Here are some notes to enable you to quickly spin up a Spark cluster on the Google Cloud with about 20gb of data to play with although there is approximately 100 times that available if you have the patience.
Get the data
I was using data from here. There's gigs of the stuff. Each day's CSV logs when bzipped is about 1gb but when uncompressed becomes about 7gb; the JSON logs go from about 500mb to 14gb. I only used one day's worth to test my cluster.
Upload to BigQuery
You'll notice that you can't upload much through the Google web GUI to BigQuery but you can through the command line by following the instructions here:
$ bq load Holmes.netflowday02 netflow_day-02 load_time:integer,duration:integer,src_device:string,dst_device:string,protocol:integer,src_port:string,dst_port:string,src_packets:integer,dst_packets:integer,src_bytes:integer,dst_bytes:integer
JSON can be a little more tricky but this link helped.
$ bq load --source_format=NEWLINE_DELIMITED_JSON Holmes.winday02 wls_day-02 Time:integer,EventID:integer,LogHost,LogonType:integer,LogonTypeDescription,UserName,DomainName,LogonID,SubjectUserName,SubjectDomainName,SubjectLogonID,Status,Source,ServiceName,Destination,AuthenticationPackage,FailureReason,ProcessName,ProcessID,ParentProcessName,ParentProcessID
Or you could put it straight into Google Cloud Storage with:
$ gsutil cp wls_day-02 gs://dataproc-2e2cd005-3309-44f6-9858-33cc5344e856-eu/wls_day-02
These uploads can take quite a while.
Create a DataProc cluster
You can do this through the GUI (as documented here) or through the command line on your local computer with something like:
$ gcloud beta dataproc clusters create holmes --enable-component-gateway --bucket mlwstructureddata --region europe-west1 --subnet default --zone "" --master-machine-type n1-standard-4 --master-boot-disk-size 500 --num-workers 2 --worker-machine-type n1-highmem-4 --worker-boot-disk-size 500 --image-version 1.3-deb9 --optional-components JUPYTER,ZEPPELIN,ANACONDA --scopes 'https://www.googleapis.com/auth/cloud-platform' --project mlwstructureddata
where, of course, you replace any values specific to me.
Fix Zeppelin
Annoyingly, if you use Zeppelin, you'll need to edit /usr/lib/zeppelin/conf/interpreter.json, change zeppelin.bigquery.project_id to be the value of your project and run sudo systemctl restart zeppelin.service or else you'll see:
Copy to Google Cloud Storage
You can do this through the GUI (as documented here) or through the command line on your local computer with something like:
$ gcloud beta dataproc clusters create holmes --enable-component-gateway --bucket mlwstructureddata --region europe-west1 --subnet default --zone "" --master-machine-type n1-standard-4 --master-boot-disk-size 500 --num-workers 2 --worker-machine-type n1-highmem-4 --worker-boot-disk-size 500 --image-version 1.3-deb9 --optional-components JUPYTER,ZEPPELIN,ANACONDA --scopes 'https://www.googleapis.com/auth/cloud-platform' --project mlwstructureddata
where, of course, you replace any values specific to me.
Fix Zeppelin
Annoyingly, if you use Zeppelin, you'll need to edit /usr/lib/zeppelin/conf/interpreter.json, change zeppelin.bigquery.project_id to be the value of your project and run sudo systemctl restart zeppelin.service or else you'll see:
Invalid project ID ' '
when you try to execute a BigQuery statement.

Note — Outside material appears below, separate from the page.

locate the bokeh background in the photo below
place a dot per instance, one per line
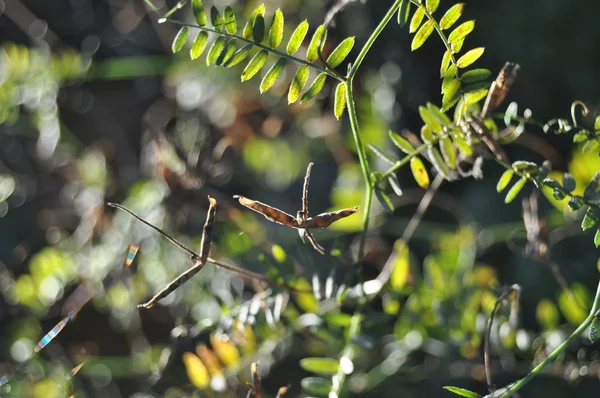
(94, 107)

Copy to Google Cloud Storage
Note that DataProc's Spark cannot directly call BigQuery even if Zeppelin can. Therefore, you need to export the data with something like:
$ bq --location=europe extract --destination_format CSV --print_header=false mlwstructureddata:Holmes.netflowday02 gs://dataproc-2e2cd005-3309-44f6-9858-33cc5344e856-eu/netflowday02/*
and now you'll be able to analyze it with Spark using something like:
val netflow = spark.read.format("csv").load("gs://dataproc-2e2cd005-3309-44f6-9858-33cc5344e856-eu/netflowday02/*").toDF("load_time","duration","src_device","dst_device","protocol","src_port","dst_port","src_packets","dst_packets","src_bytes","dst_bytes")
You'll notice that your notebooks will be stored to GCS and can be seen by executing something like:
$ gsutil ls gs://mlwstructureddata/notebooks/zeppelin
or you can view them through a web GUI by following the link here.
Connecting
Use SSH tunneling for security. Set up the tunnel with:
$ gcloud compute ssh "holmes-m" --project=mlwstructureddata --zone="europe-west1-b" -- -D 9888 -N
where holmes-m is my GCP machine, 9888 is my local port for proxying.
Then, set up a proxy server for Chrome with:
$ /usr/bin/google-chrome --proxy-server="socks5://localhost:9888" --user-data-dir=/tmp/holmes-m
which will open a new Chrome window. In this window you can navigate to services on the remote box safely. So, for instance, if you visit http://holmes-m:19888/ then you will see Hadoop's "JobHistory" page or http://holmes-m:8080/#/ will take you to Zeppelin.
That's it!
Congratulations! You should now have a Google Cloud environment all set up to start crunching data. Enjoy!